Whichever you prefer.

Typically when discussing items after they have been identified the enhancement bonus of a weapon is completely dependent on whether or not your group would find mentioning the numbers to be atmosphere-breaking and unwanted.

If you're speaking to a character after they have found and identified a weapon they'll need to know the level of enhancement and special characteristics of the weapon so they know what bonus to give themselves when attacking various critters, however when you're trying to describe things in game and find mentioning numbers would break the atmosphere, I recommend getting a little flowery with your descriptions.

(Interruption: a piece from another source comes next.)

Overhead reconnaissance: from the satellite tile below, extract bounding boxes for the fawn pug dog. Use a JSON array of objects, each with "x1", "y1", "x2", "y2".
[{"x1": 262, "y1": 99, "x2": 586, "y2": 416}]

You can use the following descriptors to flower up your text:

  • Masterwork Weapon: This weapon is perfectly balanced and has been crafted by a master weaponsmith to improve its ease of use when fighting evil creatures
  • Masterwork Armor: This armor has been crafted by a master armorsmith, and the seams of the armor do not impede movement as much as a normal set of armor would.
  • +1: This weapon has a slight enhancement to improve its effectiveness against enemies of any kind.
  • +2: Substitute "moderate" for "slight"
  • +3: Substitute "substantial" for "slight", the weapon quivers slightly, indicating its power when held.
  • +4: Substitute "strong" for "slight", the weapon hums lightly in your hand and fills you with a sense of strength.
  • +5: Substitute "overpowering" for "slight", the weapon resonates powerfully in your hand, filling you with power. You feel that this weapon has been enchanted by a master wizard and has an edge stronger than most you'll find, and easily cuts through almost anything.
  • Keen: This weapon is sharp, overwhelmingly so, and easily pierces armor.
  • Flaming: This weapon fills you with warmth when picked up.
  • Frost: An unearthly chill cascades through your body when this weapon is picked up.
  • Shock: Your hair stands on end when removing this weapon from its sheath.
  • Adamantine: This weapon has a green hue, and a sharp perfectly balanced edge that will never break or chip.
  • Mithral: This weapon made of light silvery metal seems flimsy, but is strong and feels much lighter than other weapons of similar make.
  • Cursed: Upon picking up this weapon you are filled with a sense of dread and bloodthirst, and your will is seized upon.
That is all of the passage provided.